At the time Blue was making a trip to Temple Hospital every other week and was scheduled to be there the Thursday following the phone call. The meeting was arranged. Blue met Whitey on his next visit to Temple. Thomas was all apologies, expressing deep concern for any follow-up affliction.

It's the other way around, said Blue. "I have had my nose broken several times and never had the cartilage properly removed. This time they did a perfect job on it and my nose never felt better."

So the two keen rivals shook hands and while both realized they were near the final goal line they thought it was simply wonderful to find the joy of realizing they were both pretty much the same down underneath.

Coal region rivalry found Blue at his best. His hip was particularly effective against the speedy backs other regional teams took in. He knocked Joe Dumoe flat in a Coaldale-Shenandoah game and the next week he received as many "Black Hand" letters as the mailman could carry. The tenor of the letters was, "Stay home. We don't want to see you in Shenandoah." Come Sunday they did see him as did Kenyon, a Georgetown star imported for the game.
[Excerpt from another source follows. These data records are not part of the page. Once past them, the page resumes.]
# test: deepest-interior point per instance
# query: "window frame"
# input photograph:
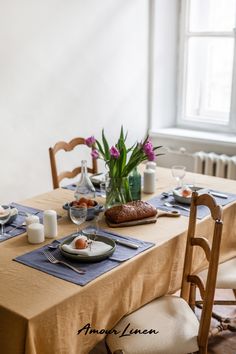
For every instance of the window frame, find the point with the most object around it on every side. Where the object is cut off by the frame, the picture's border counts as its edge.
(184, 35)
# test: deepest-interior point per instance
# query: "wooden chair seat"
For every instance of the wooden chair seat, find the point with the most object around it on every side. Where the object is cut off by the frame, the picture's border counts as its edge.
(62, 145)
(226, 277)
(164, 315)
(179, 329)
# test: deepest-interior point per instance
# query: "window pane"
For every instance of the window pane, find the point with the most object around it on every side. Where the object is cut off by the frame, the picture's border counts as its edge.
(209, 78)
(212, 15)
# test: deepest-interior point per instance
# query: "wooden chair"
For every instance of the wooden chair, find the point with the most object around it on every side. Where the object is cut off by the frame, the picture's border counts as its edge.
(179, 329)
(226, 279)
(62, 145)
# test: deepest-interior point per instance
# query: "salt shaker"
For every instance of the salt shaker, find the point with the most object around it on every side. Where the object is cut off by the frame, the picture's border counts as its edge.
(31, 219)
(35, 233)
(149, 176)
(50, 223)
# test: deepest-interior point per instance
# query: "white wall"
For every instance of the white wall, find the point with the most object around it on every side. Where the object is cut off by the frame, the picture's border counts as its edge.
(164, 63)
(67, 68)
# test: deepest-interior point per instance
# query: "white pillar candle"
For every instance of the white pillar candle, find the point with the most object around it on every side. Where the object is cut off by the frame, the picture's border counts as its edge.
(31, 219)
(151, 164)
(149, 184)
(35, 233)
(50, 223)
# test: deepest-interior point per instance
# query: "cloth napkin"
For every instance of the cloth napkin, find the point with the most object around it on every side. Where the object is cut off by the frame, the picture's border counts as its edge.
(95, 249)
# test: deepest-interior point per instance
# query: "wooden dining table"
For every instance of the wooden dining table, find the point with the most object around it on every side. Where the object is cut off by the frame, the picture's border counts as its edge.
(42, 314)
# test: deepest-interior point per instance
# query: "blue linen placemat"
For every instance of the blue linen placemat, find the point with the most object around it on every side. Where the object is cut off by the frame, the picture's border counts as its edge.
(202, 211)
(37, 260)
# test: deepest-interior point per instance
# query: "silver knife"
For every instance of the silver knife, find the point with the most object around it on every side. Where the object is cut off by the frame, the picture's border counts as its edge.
(127, 244)
(121, 242)
(219, 195)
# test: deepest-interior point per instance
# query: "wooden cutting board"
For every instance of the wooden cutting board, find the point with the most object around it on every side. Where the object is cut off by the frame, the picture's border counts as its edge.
(151, 220)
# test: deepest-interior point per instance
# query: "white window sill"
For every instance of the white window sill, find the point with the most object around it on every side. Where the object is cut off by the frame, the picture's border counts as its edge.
(196, 136)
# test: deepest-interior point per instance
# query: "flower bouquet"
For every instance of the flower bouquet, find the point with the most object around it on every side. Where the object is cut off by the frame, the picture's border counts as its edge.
(120, 161)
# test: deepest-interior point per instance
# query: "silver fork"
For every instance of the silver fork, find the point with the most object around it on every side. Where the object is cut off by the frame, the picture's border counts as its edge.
(53, 260)
(21, 226)
(176, 206)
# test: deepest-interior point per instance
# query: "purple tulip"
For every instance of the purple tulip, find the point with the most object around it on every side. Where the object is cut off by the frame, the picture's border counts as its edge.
(148, 147)
(114, 152)
(151, 156)
(95, 154)
(90, 141)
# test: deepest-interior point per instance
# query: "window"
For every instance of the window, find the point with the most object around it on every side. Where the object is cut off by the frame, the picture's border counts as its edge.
(207, 65)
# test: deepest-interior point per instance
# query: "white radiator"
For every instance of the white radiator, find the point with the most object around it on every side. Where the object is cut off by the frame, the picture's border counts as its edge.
(215, 165)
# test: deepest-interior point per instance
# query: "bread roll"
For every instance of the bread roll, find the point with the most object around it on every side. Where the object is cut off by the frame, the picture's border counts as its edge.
(136, 210)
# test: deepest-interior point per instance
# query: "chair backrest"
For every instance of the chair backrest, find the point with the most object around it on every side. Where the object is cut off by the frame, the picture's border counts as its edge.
(212, 251)
(62, 145)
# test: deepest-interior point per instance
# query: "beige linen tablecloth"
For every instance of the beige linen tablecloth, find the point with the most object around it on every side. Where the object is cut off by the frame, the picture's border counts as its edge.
(42, 314)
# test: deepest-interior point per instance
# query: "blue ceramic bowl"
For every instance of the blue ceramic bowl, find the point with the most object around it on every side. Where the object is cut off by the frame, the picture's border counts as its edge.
(91, 211)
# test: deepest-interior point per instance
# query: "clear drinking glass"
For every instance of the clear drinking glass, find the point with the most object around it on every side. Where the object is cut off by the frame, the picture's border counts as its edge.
(78, 215)
(5, 214)
(178, 172)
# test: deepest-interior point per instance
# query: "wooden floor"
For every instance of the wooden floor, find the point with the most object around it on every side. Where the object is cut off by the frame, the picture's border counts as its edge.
(223, 343)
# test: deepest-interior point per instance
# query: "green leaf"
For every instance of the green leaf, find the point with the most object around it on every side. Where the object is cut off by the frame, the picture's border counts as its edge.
(106, 146)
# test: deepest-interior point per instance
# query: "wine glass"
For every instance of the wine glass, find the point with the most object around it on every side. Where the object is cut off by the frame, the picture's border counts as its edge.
(78, 215)
(178, 172)
(5, 214)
The first time Kenyon broke into the open Blue hit him and visions of what might happen could have daunted a less determined man.

Blue Bonner played football to win. He could not stand for half-way measures. Coaldale lost a game at Lancaster. Gary Miller was in the lineup. Gary carried his ukulele to the game. In the bus starting home he got it out and tuning it up he attracted Blue's attention.

"One more toot out of that noisemaker and I'll throw both you and the uke to hell off the bus,' was Blue's comment.

That was the Blue Bonner of Coaldale's football hey days.